“Someone please let me in on what’s going on with pharmaceutical advertising,” a VP and creative director recently opined on the anonymous networking app Fishbowl. “Why is it the dumbest, most juvenile shit on television? It’s all horrible. My guess is you guys are getting paid a lot to work with a bunch of know-it-all, god complex doctors.”
To which a Saatchi & Saatchi employee responded: “It probably feels very frustrating to see a lot of your mentees and even colleagues go over to pharma during this dry spell. Especially knowing what may be waiting for them creatively. But here’s what’s also waiting for them: a shit ton of cash, the opportunity to provide for their family, less ego and less pressure to be ‘always on.’”

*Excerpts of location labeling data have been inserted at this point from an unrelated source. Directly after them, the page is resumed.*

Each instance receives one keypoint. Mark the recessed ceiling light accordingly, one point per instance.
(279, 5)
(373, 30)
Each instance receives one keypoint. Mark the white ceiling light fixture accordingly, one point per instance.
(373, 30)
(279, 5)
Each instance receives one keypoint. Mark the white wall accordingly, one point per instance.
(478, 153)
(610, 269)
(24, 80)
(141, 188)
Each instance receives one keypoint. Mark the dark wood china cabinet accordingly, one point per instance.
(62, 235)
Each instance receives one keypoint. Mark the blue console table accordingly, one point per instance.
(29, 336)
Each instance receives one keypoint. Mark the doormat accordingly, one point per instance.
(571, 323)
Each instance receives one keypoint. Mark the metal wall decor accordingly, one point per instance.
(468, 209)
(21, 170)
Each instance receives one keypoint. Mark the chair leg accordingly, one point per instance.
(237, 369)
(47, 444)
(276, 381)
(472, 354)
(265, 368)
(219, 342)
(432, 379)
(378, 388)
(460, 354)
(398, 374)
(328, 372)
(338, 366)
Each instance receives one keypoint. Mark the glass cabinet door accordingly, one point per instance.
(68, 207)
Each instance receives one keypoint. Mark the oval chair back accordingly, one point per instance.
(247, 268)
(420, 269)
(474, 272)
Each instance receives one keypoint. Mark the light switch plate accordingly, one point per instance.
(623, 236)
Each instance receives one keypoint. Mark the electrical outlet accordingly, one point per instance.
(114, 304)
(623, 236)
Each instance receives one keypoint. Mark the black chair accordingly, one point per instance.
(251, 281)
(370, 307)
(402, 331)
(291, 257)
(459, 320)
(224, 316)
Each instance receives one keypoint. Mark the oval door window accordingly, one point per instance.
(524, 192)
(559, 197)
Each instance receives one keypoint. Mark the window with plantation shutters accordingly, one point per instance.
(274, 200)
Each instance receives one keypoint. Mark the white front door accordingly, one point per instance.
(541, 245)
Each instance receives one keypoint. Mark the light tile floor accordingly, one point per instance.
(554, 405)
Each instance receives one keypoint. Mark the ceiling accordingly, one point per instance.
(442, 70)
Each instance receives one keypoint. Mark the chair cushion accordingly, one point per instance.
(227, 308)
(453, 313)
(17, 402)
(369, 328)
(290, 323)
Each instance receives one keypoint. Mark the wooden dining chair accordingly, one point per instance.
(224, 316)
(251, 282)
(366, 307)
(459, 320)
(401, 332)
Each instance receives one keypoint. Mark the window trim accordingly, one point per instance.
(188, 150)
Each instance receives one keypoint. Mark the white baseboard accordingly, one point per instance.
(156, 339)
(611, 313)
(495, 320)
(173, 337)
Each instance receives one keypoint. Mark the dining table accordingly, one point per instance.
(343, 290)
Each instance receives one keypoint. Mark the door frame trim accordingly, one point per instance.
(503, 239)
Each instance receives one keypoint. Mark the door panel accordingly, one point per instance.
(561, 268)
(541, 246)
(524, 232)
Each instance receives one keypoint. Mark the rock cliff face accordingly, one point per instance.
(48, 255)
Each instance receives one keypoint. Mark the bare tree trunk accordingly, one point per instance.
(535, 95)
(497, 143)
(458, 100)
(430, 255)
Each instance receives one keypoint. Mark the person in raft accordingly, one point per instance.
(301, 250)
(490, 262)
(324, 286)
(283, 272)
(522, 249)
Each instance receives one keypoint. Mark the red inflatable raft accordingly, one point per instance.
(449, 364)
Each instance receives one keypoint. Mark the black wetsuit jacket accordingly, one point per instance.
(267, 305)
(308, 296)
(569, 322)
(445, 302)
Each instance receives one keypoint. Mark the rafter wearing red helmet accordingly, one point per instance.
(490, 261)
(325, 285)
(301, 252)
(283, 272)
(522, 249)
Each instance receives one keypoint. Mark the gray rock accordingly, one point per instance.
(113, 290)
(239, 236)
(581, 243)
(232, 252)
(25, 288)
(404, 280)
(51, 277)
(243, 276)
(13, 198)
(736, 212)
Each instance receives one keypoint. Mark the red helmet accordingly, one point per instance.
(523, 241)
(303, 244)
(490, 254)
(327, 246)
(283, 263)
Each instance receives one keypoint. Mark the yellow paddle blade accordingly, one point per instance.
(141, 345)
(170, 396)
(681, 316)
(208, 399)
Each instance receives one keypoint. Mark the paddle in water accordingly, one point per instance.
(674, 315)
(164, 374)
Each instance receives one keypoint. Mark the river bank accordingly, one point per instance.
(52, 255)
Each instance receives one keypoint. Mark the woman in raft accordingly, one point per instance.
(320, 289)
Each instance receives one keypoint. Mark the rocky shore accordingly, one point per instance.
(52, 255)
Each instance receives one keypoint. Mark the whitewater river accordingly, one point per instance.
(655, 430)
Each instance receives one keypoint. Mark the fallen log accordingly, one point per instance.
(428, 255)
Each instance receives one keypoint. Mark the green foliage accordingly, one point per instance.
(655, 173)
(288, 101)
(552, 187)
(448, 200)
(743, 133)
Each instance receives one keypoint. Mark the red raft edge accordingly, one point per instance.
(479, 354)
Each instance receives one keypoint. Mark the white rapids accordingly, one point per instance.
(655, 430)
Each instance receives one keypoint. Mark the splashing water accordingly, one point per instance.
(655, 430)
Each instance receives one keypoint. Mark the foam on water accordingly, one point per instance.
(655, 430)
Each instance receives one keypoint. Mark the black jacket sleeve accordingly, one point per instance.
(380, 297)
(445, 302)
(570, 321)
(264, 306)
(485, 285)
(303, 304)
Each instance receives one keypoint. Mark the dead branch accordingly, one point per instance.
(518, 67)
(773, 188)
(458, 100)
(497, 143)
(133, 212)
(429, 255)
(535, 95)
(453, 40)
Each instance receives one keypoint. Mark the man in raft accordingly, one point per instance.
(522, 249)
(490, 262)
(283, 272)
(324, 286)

That exchange, melodramatic and contentious as it was, sums up pretty well what’s going on in the healthcare marketing space. Creating those commercials featuring animated bladders (Myrbetriq), ungrammatical mnemonic devices ("Du More with Dupixent") and happy peppy people going about their days in perpetual mild shock ("Oh, oh, oh Ozempic") has become one of the sexiest jobs in advertising. Healthcare advertising for direct-to-consumer drugs with barely pronounceable names is now a salve for ad agencies wounded by pandemic-induced spending slowdowns in other sectors.